Pero dicen que la alegría dura poco en casa del pobre. Nada más aterrizar en Los Ángeles, yo recibí un mensaje de American Airlines. Me pedían disculpas porque mi maleta, debido a un error suyo, se había quedado en Londres, me pedían una dirección en América donde enviarla.
La sorpresa fue cuando fuimos a retirar nuestras maletas. La mía sí que estaba, la que no llegó fue la de nuestro hijo Guillermo. La azafata lúgubre la había facturado mal y además había cambiado nuestros nombres. Guillermo se había quedado, no solamente sin su traje para la boda, sino sin ropa alguna. Así que compartimos la mía, que le quedaba como le quedaba y tuvimos que comprar algunas cosas. Por fin, tras miles de gestiones conseguimos que llegara su maleta a nuestro hotel de Las Vegas, tras nuestra estancia en Los Ángeles y en el Gran Cañón, dos días más tarde. Había sido una auténtica odisea.
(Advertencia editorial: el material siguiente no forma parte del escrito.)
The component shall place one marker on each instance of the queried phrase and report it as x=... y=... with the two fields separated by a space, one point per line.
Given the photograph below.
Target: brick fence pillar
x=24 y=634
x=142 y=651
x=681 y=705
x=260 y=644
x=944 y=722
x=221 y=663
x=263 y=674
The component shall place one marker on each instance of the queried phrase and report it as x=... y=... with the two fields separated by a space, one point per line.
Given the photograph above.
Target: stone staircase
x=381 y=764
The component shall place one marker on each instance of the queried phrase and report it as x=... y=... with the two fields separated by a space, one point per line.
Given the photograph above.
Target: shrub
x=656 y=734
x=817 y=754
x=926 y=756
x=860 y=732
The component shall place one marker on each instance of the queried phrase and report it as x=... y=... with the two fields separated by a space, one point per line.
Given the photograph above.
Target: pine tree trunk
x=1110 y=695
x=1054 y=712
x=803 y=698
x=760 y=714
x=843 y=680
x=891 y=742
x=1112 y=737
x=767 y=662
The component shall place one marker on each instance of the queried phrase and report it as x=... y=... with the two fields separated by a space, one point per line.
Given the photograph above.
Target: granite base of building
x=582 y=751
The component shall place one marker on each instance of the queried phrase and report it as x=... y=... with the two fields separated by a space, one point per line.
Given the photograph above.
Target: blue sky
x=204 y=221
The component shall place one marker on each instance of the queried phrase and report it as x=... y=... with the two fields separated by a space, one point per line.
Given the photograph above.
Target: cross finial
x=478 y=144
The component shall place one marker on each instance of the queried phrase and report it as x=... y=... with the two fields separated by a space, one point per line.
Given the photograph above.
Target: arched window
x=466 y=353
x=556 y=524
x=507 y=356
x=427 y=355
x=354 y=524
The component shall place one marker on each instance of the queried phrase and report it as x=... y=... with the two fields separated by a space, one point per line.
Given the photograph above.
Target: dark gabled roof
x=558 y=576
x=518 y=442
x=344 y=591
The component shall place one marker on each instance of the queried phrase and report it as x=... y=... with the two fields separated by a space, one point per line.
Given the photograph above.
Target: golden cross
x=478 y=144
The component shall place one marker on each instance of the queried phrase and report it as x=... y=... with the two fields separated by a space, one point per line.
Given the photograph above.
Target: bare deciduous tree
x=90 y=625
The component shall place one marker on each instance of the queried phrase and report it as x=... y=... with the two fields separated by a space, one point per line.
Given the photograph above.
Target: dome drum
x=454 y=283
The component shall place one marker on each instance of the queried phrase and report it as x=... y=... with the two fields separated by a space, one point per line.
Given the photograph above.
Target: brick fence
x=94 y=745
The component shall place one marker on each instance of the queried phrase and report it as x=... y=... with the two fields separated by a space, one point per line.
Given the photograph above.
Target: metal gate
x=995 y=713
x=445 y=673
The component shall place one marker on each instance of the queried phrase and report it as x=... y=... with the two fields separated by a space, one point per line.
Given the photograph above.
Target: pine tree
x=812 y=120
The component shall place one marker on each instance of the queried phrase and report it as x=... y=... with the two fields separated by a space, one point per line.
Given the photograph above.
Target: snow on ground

Pero todo lo compensó el magnífico día que pasamos celebrando nuestra boda y todos los que vinieron después. Ya habíamos olvidado que este viaje había sido casi un milagro.
Aquí, en este vídeo se nos puede ver, muy dichosos. Quizás la dicha es doble tras los malos comienzos. https://youtu.be/W6SD_rlH4KU.
Y otro vídeo grabado en el el interior de la limusina, mostrando su interior:
Sí, la vida es solo un pálpito. Hoy, mientras escribo este post, me entero que ha habido una gran tormenta en el Gran Cañón del Colorado, donde nosotros estuvimos, y se han desprendido bloques de piedra enormes y ha habido algunos muertos. Y, aquí al lado, en Portugal, ha habido un terremoto que se ha sentido en todo el país y también en algunas zonas de España. Vivimos en el alambre. Esperando que llegue el latido siguiente que nos permita seguir respirando.
Quiero decirte que soy muy afortunado de que seas mi compañera de viaje en este aleteo de vida que compartimos. Y de haber vivido juntos tantas cuestas arriba y abajo. Solo deseo que, cuando a mí me llegue mi hora, yo no concibo ser el segundo y quedarme aquí solo, tú estés a mi lado. Cerrar los ojos, pensando en ti, en tu sonrisa, en todo lo que hemos vivido juntos, y esperarte hasta reunirme de nuevo contigo. Yo soy de los que creen firmemente en la otra vida.
Sí, reunirme de nuevo contigo, en el cielo, en el más allá, ya para siempre. Solo quiero eso.
Porque así sea.
Para los proyectos: "Yo también me iré". "Envejecer" y para la edición ampliada de "Treinta y cinco gramos de oro".